Miscellaneous facts | The duty

When does a news item become a social event? We generally agree that the first may arouse all the emotion in the world, but it does not necessarily have any social or political significance. All journalists know this quote from Lord Beaverbrook: “A dog bites a man, it’s a news item. A man bites a dog, it’s a scoop. » But neither can be qualified as a social fact.

The murder of young Shemseddine, committed last week in Viry-Châtillon, south of Paris, has every chance of going down in history as a real social event. Especially since it is accompanied by a series of other incidents of a similar nature occurring the same week. The 15-year-old young man died of his injuries after being beaten up outside his school by a group of hooded young people, four of whom were indicted. The investigation revealed that two of them were the older brothers of a young woman who, in the words of the prosecutor, had had discussions with the victim on “subjects relating to sexuality”.

“Fearing for her reputation and that of their family, they had ordered several boys to no longer have contact with her,” they said. They then learned that the victim boasted of being able to speak freely with their sister. » The investigation will reveal more precisely what was going on, but for the moment it appears that young Shemseddine’s only sin was not having obeyed a moral, clan and religious diktat that was nevertheless incompatible with French customs.

Two days earlier, in the La Paillade district of Montpellier, a 14-year-old girl was lynched, also after leaving school. After being put in an induced coma due to the severity of her injuries, Samara eventually recovered. The same day, her mother denounced harassment from a friend who wears the veil. “All day long, she called her a kouffar [mécréant] […]. My daughter, she dresses European style. All day long, there were insults, people called her a kahba [pute]. »

To the great dismay of some of her classmates, Samara wore makeup, dyed her hair, did not wear a veil and talked to boys. In short, she believed she could live in France like a French woman. Error ! Her grandmother said she saw “a rape call for Samara” on her granddaughter’s phone. With some hashtags “call for the knife” or even “we’re going to kill you”.”

Shockingly, a few days later, the mother found herself on television gravely reading a text that she had obviously not written. There we discover a “pious” Samara which “respected Ramadan” and said “prayers five times a day”. While the lawyer of one of the suspects affirms that this attack has no religious character, testimonies from the neighborhood confirm that the mother, caught in a vice, would have given in to pressure. “You have to put yourself in their place,” says an educator. The affair will fall again, but she will continue to live here, with her children. There will be no one to protect them. » The story could be titled “When the moral police and Islamist communitarianism prevail over the Republic and citizenship”.

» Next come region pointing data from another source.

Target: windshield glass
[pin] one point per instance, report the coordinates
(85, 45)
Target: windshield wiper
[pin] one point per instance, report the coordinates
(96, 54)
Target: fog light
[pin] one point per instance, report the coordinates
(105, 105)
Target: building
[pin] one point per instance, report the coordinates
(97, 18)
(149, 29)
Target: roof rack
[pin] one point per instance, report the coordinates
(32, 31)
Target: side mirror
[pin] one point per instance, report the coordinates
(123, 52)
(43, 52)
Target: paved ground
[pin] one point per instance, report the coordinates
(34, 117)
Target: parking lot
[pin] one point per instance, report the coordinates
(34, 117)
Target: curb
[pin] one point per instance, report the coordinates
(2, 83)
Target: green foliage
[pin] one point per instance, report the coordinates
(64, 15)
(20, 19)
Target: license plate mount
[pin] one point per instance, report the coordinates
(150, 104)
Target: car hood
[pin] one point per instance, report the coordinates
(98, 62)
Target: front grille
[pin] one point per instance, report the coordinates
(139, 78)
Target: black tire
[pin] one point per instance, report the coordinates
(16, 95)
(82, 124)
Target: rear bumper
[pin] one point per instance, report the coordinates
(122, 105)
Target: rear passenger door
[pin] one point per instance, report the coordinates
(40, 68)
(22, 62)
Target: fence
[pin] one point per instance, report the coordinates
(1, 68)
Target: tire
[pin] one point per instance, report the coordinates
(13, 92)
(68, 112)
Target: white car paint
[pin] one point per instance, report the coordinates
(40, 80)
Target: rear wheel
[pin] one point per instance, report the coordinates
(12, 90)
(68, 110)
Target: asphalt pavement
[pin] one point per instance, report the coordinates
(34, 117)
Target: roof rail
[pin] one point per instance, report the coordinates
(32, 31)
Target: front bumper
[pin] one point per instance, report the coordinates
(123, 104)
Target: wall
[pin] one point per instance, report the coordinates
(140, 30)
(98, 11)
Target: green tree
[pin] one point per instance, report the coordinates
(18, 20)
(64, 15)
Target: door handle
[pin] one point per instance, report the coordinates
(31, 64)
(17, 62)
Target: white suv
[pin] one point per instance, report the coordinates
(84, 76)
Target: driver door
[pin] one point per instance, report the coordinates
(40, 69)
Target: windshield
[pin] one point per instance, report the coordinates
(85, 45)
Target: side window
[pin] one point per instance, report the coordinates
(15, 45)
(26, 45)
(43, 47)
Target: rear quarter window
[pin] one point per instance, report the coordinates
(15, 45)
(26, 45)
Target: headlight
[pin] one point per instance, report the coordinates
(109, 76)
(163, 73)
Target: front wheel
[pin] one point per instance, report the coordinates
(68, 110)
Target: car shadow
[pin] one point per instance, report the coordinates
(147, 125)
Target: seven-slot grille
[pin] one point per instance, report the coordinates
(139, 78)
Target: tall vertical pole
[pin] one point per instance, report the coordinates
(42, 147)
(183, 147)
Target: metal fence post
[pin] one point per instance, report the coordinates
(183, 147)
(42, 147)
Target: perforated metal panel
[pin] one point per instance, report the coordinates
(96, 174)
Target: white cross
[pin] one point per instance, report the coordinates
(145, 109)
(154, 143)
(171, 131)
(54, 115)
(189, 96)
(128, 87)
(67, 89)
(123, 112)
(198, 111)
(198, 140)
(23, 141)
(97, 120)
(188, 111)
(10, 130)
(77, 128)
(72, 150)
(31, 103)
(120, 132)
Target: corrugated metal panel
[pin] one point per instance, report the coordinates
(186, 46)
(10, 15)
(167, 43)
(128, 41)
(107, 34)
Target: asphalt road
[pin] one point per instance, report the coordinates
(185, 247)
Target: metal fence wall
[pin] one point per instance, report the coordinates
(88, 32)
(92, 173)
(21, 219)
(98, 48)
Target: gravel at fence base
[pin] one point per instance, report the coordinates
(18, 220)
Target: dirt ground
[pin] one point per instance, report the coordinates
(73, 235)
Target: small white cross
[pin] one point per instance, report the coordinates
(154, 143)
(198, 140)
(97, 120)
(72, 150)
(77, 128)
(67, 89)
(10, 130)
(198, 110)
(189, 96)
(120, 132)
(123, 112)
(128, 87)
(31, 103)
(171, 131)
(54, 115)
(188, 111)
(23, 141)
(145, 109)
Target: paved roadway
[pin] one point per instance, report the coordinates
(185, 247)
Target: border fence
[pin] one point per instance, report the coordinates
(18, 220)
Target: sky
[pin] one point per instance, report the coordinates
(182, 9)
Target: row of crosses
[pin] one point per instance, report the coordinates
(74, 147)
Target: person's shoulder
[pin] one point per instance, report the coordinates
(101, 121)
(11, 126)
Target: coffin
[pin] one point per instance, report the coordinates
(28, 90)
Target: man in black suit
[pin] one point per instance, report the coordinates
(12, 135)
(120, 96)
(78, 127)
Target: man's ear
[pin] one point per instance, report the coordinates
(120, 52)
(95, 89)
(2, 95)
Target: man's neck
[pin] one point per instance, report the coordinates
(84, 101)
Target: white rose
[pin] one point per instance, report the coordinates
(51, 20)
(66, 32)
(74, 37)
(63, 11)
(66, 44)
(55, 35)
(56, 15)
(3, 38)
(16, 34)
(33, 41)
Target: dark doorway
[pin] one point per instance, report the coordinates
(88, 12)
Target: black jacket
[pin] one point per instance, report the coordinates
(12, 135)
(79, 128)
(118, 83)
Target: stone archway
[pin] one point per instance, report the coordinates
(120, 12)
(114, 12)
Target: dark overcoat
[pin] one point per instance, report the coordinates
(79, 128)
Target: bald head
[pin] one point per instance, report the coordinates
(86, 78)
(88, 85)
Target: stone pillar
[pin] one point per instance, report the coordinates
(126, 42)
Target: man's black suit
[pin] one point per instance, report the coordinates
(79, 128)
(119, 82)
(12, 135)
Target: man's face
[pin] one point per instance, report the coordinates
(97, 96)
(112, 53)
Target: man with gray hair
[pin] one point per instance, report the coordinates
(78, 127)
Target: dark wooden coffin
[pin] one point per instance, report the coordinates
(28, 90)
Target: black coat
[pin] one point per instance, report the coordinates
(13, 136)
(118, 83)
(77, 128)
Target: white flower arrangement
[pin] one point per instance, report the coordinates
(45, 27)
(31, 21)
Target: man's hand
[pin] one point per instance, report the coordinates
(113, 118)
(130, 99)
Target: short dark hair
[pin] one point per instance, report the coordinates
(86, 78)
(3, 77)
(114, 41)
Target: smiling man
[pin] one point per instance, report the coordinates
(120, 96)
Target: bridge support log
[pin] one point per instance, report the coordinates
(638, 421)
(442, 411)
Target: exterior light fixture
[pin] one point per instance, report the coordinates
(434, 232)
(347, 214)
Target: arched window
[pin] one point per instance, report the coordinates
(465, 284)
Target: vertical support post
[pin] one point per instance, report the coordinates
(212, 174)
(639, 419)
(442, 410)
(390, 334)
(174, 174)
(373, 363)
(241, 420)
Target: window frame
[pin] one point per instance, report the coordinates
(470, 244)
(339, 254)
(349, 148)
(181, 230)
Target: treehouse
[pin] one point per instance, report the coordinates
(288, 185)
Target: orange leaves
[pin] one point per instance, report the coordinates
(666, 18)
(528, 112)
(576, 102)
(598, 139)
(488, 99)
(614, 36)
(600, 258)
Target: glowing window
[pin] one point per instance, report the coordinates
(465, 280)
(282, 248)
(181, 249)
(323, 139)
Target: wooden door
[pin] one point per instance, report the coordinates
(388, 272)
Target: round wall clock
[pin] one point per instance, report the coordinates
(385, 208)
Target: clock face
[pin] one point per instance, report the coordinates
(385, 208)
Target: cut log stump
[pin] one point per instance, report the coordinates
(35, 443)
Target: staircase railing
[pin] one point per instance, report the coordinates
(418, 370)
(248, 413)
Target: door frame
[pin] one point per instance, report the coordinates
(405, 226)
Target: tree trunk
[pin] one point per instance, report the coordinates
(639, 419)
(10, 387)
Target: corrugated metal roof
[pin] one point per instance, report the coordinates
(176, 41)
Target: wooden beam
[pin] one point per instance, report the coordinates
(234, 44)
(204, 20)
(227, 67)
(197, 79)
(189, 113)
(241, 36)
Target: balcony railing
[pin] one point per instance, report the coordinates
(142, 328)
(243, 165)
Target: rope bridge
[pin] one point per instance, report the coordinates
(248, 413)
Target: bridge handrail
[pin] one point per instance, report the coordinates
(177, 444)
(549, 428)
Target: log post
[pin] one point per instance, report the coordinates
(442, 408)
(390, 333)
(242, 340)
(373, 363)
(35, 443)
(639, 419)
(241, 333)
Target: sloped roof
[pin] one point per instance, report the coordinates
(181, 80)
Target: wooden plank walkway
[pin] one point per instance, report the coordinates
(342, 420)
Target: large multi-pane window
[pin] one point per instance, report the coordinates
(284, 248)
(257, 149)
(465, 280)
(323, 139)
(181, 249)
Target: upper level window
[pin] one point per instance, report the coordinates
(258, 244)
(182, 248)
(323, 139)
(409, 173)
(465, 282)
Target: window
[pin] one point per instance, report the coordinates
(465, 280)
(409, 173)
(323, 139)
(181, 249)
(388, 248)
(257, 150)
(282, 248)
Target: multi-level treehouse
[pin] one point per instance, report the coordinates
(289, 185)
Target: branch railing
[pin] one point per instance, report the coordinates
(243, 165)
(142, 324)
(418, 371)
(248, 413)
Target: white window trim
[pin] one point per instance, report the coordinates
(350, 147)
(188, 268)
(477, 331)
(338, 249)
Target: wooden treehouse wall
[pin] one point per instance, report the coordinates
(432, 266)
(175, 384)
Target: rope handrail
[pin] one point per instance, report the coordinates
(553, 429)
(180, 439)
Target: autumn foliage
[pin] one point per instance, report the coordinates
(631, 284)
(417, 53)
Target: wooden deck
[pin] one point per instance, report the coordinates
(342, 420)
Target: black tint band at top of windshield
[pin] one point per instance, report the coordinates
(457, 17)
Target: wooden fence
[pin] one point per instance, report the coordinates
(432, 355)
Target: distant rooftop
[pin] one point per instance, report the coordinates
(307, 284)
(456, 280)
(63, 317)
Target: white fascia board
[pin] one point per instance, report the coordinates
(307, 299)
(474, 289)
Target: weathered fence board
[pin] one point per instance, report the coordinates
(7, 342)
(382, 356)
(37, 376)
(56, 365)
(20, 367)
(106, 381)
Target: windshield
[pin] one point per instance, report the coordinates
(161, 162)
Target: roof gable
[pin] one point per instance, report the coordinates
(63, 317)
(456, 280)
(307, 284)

In both cases, are we not faced with what must be described as “honor killings”, a concept which dates back to Antiquity and against which the former Jordanian Minister of Culture courageously fought Asma Khader? It is found in the jurisprudence of several Muslim countries, such as Jordan and Pakistan, where it is considered an extenuating circumstance. In short, in these countries, if you murder your wife in order to take revenge for adultery and to protect the family’s reputation, justice will be more lenient.

These events illustrate the clash within these very neighborhoods of two moral codes, two legal traditions, two systems of morals, two models of relations between the sexes and two conceptions of legitimate violence. Perfectly incompatible conceptions whose main issue today is schools, where a real cultural war is being waged to conquer young minds. The first victims are the Muslims themselves.

These dramas also tell us a lot about the meaning of the veil, this civilizational and proselytizing marker intended to “protect” women from the gaze of men and to assert a religious identity in the public space. Already, the anthropologist Claude Lévy-Strauss had delicately described its wearing as “impoliteness” in the land of seduction which invented courtly love. Coming from a civilization whose tradition is that of religious endogamy, at least for women, the veil sends us a clear message: these women are not for you! The cultural shock is frontal for a population which prides itself on being a champion of sexual freedom and mixed marriages.

Will you believe it? At the age of 24, Victor Hugo described in The Orientals the murder of a young Muslim woman by her brothers. The poor thing had been furtively seen by a man as she was returning from the bath. His “veil opened for an instant”, writes the poet, before suddenly “a veil of death” spreads over his gaze.

Two centuries later, this almost happened in Samara.